Southwark.
jim phillips
jim at p...
Fri Jan 21 22:37:02 GMT 2005
DLC wrote:-
>St Andrew, Plymouth, I believe, remained in the undamaged tower - the
>church being gutted.
They did indeed and had a remarkable escape. I rang there with Tom Myers
and his dad G Harry Myers when the church was just a roofless shell with
only the outside walls remaining. Tom told me that on the night of 21st
March 1941 there was the most ferocious attack on Plymouth which followed
one the previous night in which the church had been damaged. When the fire
brigade reached the church it was well ablaze and they realised they could
not save it. However, across the rear of the church, where it met the base
of the tower, there hung a heavy dossal curtain to keep the drafts out.

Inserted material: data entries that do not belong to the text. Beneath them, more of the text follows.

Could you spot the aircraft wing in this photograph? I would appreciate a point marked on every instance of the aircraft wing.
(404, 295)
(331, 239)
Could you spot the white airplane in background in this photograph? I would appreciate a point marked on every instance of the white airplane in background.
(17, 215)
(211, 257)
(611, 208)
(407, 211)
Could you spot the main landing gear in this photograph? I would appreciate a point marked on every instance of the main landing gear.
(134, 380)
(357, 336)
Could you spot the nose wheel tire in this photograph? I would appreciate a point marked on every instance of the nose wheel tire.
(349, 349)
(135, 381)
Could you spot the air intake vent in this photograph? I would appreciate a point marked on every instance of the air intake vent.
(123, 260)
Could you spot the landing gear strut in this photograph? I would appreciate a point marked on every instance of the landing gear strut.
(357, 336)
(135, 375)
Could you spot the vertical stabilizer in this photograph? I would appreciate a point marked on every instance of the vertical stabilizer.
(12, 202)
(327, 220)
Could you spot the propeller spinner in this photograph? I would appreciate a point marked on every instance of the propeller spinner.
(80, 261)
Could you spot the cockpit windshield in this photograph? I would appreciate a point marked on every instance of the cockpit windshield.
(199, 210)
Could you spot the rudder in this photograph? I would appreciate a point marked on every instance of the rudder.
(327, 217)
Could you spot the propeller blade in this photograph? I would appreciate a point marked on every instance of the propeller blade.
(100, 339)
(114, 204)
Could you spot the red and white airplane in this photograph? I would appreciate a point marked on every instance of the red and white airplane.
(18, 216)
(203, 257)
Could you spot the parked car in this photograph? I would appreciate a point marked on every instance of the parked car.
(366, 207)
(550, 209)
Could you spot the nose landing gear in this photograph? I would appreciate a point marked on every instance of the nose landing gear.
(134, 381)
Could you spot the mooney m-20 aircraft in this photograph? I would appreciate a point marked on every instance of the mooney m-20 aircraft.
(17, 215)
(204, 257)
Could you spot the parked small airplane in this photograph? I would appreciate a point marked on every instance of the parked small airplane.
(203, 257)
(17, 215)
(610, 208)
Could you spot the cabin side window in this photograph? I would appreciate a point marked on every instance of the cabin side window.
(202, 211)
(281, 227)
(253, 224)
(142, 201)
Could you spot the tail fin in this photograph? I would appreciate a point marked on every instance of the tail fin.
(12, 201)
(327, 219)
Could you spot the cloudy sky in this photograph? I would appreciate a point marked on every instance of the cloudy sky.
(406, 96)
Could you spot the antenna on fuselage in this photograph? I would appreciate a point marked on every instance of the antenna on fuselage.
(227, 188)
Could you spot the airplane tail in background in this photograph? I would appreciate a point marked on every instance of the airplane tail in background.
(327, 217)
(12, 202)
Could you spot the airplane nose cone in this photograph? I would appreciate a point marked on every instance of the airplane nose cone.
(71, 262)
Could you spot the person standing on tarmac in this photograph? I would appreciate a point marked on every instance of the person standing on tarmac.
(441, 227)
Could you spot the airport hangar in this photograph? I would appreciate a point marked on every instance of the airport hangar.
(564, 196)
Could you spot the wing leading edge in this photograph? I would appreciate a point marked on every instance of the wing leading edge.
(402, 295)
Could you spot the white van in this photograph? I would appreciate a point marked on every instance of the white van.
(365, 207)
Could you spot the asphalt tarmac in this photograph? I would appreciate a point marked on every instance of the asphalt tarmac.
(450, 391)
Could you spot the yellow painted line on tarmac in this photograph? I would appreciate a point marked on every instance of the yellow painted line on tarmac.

The
fireman played their hoses on this curtain in a determined effort to save
the tower and when the curtain finally went due to the intense heat, the
fireman then played the hoses on to the wooden bell hole cover in the stone
vaulting at the base of the tower. Fortunately the medieval craftsman who
built the tower had constructed a stone vault at its base where it entered
the church, and also had made the tower louvres of stone and close together.
The morning after the raid Tom and his dad went up to the belfry and found
all the louvres blocked up with burnt wood and ashes. St Andrew's was the
mother church of Plymouth and meant a lot to the residents of that city.
>There is a photograph of the new 1911 tenor (then 50-0-21
I was told that after the war the bell was tuned from B to B-flat in order
to compete with St Paul's. Is this correct?